Cada día, las noticias nos recuerdan que sea en periodo bélico o fuera de él, las mujeres siempre se convierten en botín de guerra. Los abusos cometidos en medio de conflictos bélicos, como una especie de venganza contra el enemigo, son inenarrables, y ya existen fallos de la Corte Penal Internacional en ese sentido.

Pero también están las denuncias de las vejaciones cometidas contra las mujeres migrantes, que huyen de sus países de origen por la persecución política, la criminalidad o simplemente, la pobreza que les impide subsistir. Incluso, ni dentro del sistema penal están seguras las mujeres, pues recientemente en un intento de fuga en el Congo, los prisioneros agredieron a las mujeres que estaban en el pabellón femenino, con violaciones continuas por varios de ellos hasta dejarlas sin conocimiento.

Y luego está esa violencia cotidiana que se presenta en muchos hogares, que erróneamente pensamos es un lugar seguro. De eso nos han hablado las noticias en las últimas semanas con el drama de Gisèle Pelicot, una mujer francesa de 70 años que durante una decena fue violada por desconocidos, pues su esposo la drogaba y la ofrecía en la internet a otros hombres. Y ella se enteró porque la policía le mostró los videos que su esposo grababa.

Resulta que Dominique Pelicot se puso a grabar debajo de la falda de una mujer que hacía sus compras en un supermercado; y el guardia de seguridad lo interpeló. El teléfono llegó a manos de la policía y esta encontró allí los videos de las violaciones. Si no es por la denuncia presentada ante la situación en el supermercado (que muchos podrían calificar de inofensiva), no se podrían haber descubierto los abusos cometidos contra Gisèle.

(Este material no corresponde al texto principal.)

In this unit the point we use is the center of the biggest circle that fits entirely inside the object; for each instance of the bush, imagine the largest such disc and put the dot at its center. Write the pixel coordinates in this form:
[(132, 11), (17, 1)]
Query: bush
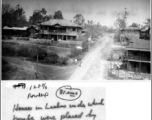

En este contexto adquiere relevancia el hecho de que todos los hombres que rechazaron el ofrecimiento de Dominique Pelicot, no movieron un dedo para denunciar semejante atrocidad. ¿Se pensaba acaso que la señora Pelicot era un objeto que pertenecía a su marido y por ello podía hacer tal ofrecimiento? De nuevo esa complicidad machista que convierte en aliados a los hombres y promueve que las mujeres nos veamos como competidoras o enemigas.

Por esto mismo es vital que todos nos involucremos en el ataque a los constantes abusos de que somos víctimas las mujeres, los niños y las niñas. Es vital, para cambiar la narrativa en torno a los abusos sexuales, que los denunciemos cada vez que se presenten, sea en los espacios públicos o en los privados. Hay que avergonzar a los perpetradores, no reírles sus “gracias” o esconderlas por vergüenza o culpa.

Ahora se está realizando el juicio penal en contra de Dominique Pelicot y todos los violadores identificados. Gisèle, de forma valiente, pidió que el juicio fuera público; pues ella, como víctima, no debe sentir vergüenza. Son sus violadores y su esposo quienes deben dar la cara y sentir vergüenza por sus fechorías.

En casos como este se dispone que, para evitar la revictimización de las personas abusadas, este tipo de procesos se desarrollen de manera privada; pero surge la pregunta de si de esta forma se refuerza la idea de que son las mujeres, los niños y las niñas abusados, quienes deben sentir culpa o vergüenza por lo que les hicieron.

Es en momentos como este donde la frase de Gisèle Pelicot, dicha muchos años antes por otra Gisèle de apellido Halimi, adquiere verdadero sentido: “La vergüenza tiene que cambiar de bando”.